Re: Lohnt sich eine Immobilie heute noch?

WiWi Gast schrieb am 09.12.2020:

Genau das tut dieser Beton-/Steinklotz. Er ist, für menschliche Verhältnisse, ewig haltbar und unterliegt, im Rahmen der Zeitspanne einiger Generationen, keiner Abnutzung. Im Bekanntenkreis wird gerade erst ein Haus saniert, welches weit über 100 Jahre ist. Das Mauerwerk ist makellos, im Dach mussten einige, wenige Dachbalken getauscht werden. Der gesamte Rohbau (50-70% der Baukosten) ist also wertstabil.

Das kommt aber sehr auf die Immobilie an und wie sie aktuellen Bedürfnissen noch gerecht wird. Nicht umsonst wurde in den letzten 10, vielleicht 15 Jahren sehr viel aus den 50ern und 60ern abgerissen. In sowas will einfach keiner mehr wohnen. In dem Fall hat der "Betonklotz" dann sogar einen negativen Wert, da er quasi den Wert des Grundstücks um die Abbruchkosten mindert.

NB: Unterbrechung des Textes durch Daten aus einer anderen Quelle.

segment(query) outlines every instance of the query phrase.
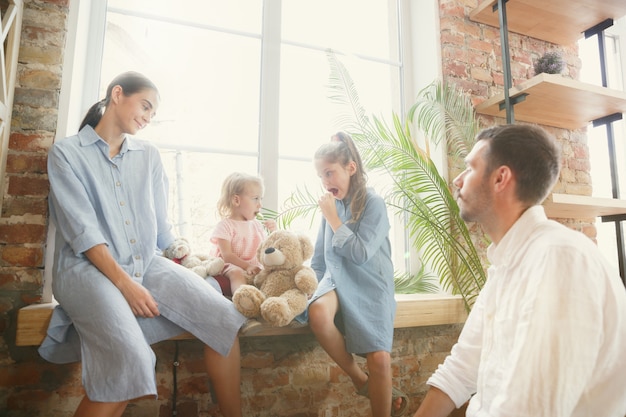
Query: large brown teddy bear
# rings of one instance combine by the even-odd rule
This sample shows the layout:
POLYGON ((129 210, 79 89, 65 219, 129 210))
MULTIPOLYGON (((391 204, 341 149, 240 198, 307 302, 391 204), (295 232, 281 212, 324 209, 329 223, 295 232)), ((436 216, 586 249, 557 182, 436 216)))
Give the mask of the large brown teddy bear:
POLYGON ((275 327, 291 323, 317 288, 315 272, 302 265, 311 256, 313 244, 306 235, 272 232, 257 250, 263 269, 254 285, 242 285, 233 294, 237 310, 248 318, 261 316, 275 327))

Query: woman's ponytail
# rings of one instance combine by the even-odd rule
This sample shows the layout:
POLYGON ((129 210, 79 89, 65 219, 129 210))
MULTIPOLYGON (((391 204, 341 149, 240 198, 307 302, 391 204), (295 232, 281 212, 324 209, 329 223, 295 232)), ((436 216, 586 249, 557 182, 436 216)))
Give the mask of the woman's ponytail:
POLYGON ((87 125, 93 127, 94 129, 96 128, 96 126, 100 122, 100 119, 102 119, 102 115, 104 114, 105 102, 106 99, 102 99, 89 108, 87 114, 85 115, 85 118, 82 122, 80 122, 80 127, 78 128, 78 130, 82 130, 83 127, 87 125))

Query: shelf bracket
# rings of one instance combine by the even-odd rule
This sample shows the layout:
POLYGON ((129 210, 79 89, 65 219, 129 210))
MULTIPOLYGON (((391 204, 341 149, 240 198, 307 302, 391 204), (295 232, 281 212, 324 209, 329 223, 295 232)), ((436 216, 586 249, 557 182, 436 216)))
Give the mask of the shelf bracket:
MULTIPOLYGON (((502 74, 504 75, 504 107, 506 109, 506 122, 513 124, 515 122, 515 113, 511 98, 509 97, 509 89, 513 87, 511 80, 511 54, 509 52, 509 27, 506 18, 506 2, 508 0, 498 0, 493 5, 493 11, 498 12, 498 21, 500 23, 500 44, 502 49, 502 74)), ((501 105, 502 106, 502 105, 501 105)))
POLYGON ((622 120, 622 113, 613 113, 608 116, 600 117, 599 119, 593 120, 593 127, 608 125, 609 123, 617 122, 622 120))
POLYGON ((583 34, 585 35, 585 39, 589 39, 593 35, 597 35, 601 32, 604 32, 606 29, 610 28, 611 26, 613 26, 613 19, 606 19, 598 23, 597 25, 590 27, 589 29, 584 31, 583 34))
POLYGON ((602 223, 621 222, 626 220, 626 214, 614 214, 612 216, 600 216, 602 223))
MULTIPOLYGON (((514 97, 510 97, 509 98, 509 104, 511 106, 516 105, 517 103, 521 103, 522 101, 526 100, 526 96, 528 96, 528 93, 522 93, 522 94, 518 94, 514 97)), ((504 110, 506 109, 506 101, 502 101, 499 105, 500 110, 504 110)))

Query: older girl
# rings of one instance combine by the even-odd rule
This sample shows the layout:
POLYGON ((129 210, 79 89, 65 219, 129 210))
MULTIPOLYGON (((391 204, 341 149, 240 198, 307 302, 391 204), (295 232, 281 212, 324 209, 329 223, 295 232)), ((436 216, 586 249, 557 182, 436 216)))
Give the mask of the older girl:
POLYGON ((372 416, 401 416, 408 397, 391 384, 396 302, 387 208, 366 188, 352 138, 339 132, 332 139, 314 158, 326 193, 319 199, 323 219, 311 260, 320 283, 309 324, 357 393, 369 398, 372 416), (353 354, 365 356, 368 373, 353 354))

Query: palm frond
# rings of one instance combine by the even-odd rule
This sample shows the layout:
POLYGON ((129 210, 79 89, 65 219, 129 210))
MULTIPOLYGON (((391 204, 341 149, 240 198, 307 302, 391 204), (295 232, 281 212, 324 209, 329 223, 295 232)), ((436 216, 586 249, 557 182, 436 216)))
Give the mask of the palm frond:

Eben! Was bringt es mir, wenn das Material (Mauerwerk, Heizung, Elektrik) theoretisch noch gut ist, aber es einfach nicht mehr zeitgemäß (Raumaufteilung, kleine Fenster, Heizkörper an den Wänden, keine zeitgemäße Gebäudeinstallation mit Bodentanks und Netzwerkdosen in allen Räumen) ist? Niemand will so wohnen...

Wie gesagt, bei billigen Wirtschaftsbauten aus den 50ern und 60ern stimmt das auch. Gründerzeitvillen aus dem Jahr 1900 sind ebenso wertstabil und gar im Wert steigend wie moderne und großzügige Grundrisse aus dem Jahr 2000 oder 2020.

Inflationsbereinigt sind die Baukosten vom Haus aus dem Jahr 1900 heute Centbeträge, wenn überhaupt. Eine Gründerzeitvilla auf einem Grundstück ist aber weit, weit mehr wert als nur das Grundstück.